Nem Elizabeth Taylor gostava do filme, aliás odiava mesmo esse “Butterfield 8” que em Portugal teve o título de “O Número do Amor” e que mesmo assim lhe valeu o Óscar de melhor atriz em 1961. Quem estava nomeada esse ano e perdeu foi Shirley MacLaine, a Miss Kubelik de “O Apartamento”. O que levanta a questão hoje, 67 anos depois da estreia do filme de Billy Wilder: porquê?
Era a segunda nomeação de Shirley MacLaine, dois anos depois desse brilhante momento cinematográfico chamado “Some Came Running”/”Deus Sabe Quanto Amei”, de Vincent Minnelli, um dos mais belos filmes da história do cinema. E teria mais duas nomeações antes de ganhar finalmente em 1984 com “Laços de Ternura”, quando a Academia já não podia superar mais a vergonha de nunca a ter premiado.
Em “O Apartamento”, de que trata este texto, Shirley MacLaine mostra essa qualidade quase única de ser ao mesmo tempo forte e frágil – e não estamos a falar de ser forte em certos momentos e frágil noutros, é mesmo as duas coisas ao mesmo tempo. Shirley MacLaine é uma das atrizes mais fragilmente fortes ou fortemente frágeis do cinema americano. E prova-o em “O Apartamento”.
Alguém capaz de gerar ternura e de dar a certeza que, apesar de tudo, irá ficar bem. Mesmo quando tenta o suicídio e escapa por pouco à morte, a sensação que nos deixa é que foi apenas um teste à nossa ternura, e não à nossa consciência da sua capacidade de sobrevivência.
O filme de Billy Wilder, produzido no ano a seguir ao grande êxito de cinema e de público que foi “Some Like It Hot”/”Quanto Mais Quente Melhor”, seria outro sucesso, tornando-se uma referência cinematográfica e, curiosamente, o último filme a preto e branco a ganhar o Óscar de melhor filme até “A Lista de Schindler”, de Steven Spielberg, 32 anos depois.
Comédia romântica dramática, com um Jack Lemmon à altura e um conjunto sólido de bons atores secundários, “O Apartamento” traz subjacente uma crítica ao estilo de vida desses quadros nova-iorquinos com família no subúrbio, aproveitando a vida na cidade para se multiplicarem em aventuras amorosas com secretárias, auxiliares, empregadas de bar, numa forma de vida aceite e até incentivada entre o universo masculino.

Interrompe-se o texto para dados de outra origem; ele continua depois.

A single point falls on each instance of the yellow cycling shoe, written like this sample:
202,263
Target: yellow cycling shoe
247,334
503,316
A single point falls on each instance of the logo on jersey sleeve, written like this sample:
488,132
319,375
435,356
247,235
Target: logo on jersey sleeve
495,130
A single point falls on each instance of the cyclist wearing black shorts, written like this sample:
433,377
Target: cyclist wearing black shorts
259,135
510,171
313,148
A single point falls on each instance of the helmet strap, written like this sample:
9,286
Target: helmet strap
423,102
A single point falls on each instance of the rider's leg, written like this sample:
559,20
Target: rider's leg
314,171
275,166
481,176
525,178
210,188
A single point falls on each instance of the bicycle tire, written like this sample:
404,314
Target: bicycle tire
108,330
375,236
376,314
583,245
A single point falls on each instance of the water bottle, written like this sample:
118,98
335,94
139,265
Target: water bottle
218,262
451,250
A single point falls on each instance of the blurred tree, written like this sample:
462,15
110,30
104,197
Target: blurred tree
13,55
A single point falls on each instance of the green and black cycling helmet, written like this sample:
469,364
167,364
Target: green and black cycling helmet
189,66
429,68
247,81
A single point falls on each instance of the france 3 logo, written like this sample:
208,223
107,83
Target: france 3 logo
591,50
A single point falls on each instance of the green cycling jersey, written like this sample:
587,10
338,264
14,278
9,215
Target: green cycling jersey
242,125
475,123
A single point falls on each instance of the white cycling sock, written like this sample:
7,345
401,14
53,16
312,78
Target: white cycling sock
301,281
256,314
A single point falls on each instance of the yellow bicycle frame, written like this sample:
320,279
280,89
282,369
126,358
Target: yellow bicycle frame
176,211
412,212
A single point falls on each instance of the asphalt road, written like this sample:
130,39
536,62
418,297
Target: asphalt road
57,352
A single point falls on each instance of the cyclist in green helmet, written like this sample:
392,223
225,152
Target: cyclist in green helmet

O apartamento que passa de mão em mão para que os executivos da empresa possam ter alcova para os seus pecadilhos (na sua visão) masculinos serve ao seu dono (Lemmon) para uma ascensão meteórica na empresa. Mas quando chega lá acima, este percebe, porque ama, que não é como os outros.
O seu sonho nunca foi o de mimetizar os executivos nas suas pequenas aventuras, nem sequer entregar-se sem escrúpulos à gestão da sua carreira. No fundo, no fundo, C. C. Baxter (assim se chama a personagem de Lemmon) entrou no esquema de emprestar o seu apartamento, sacrificando descanso e saúde, por causa dessa incapacidade de dizer não, por essa necessidade intrínseca de ser uma boa pessoa.
Miss Kubelik pergunta-se, pelo menos duas vezes durante o filme – ela que, embora não sendo como as outras, também se deixou tentar pelo canto do sereio de um alto executivo (Fred MacMurray) –, porque não se apaixonou por alguém como ele, que tem escrito na cara com todas as letras o bom sujeito que é.
“O Apartamento” é talvez o filme em que o génio de comédia de Billy Wilder melhor se conjuga melhor com o romantismo (valeu-lhe três Óscares pelo melhor filme, pela realização e pelo argumento, a meias com I.A.L. Diamond), o que, aliado ao brilhantismo visual (Alexandre Tauner, junto com Edward G. Boyle, conquistou também o Óscar para a melhor direção artística), o transforma num dos momentos marcantes da história do cinema.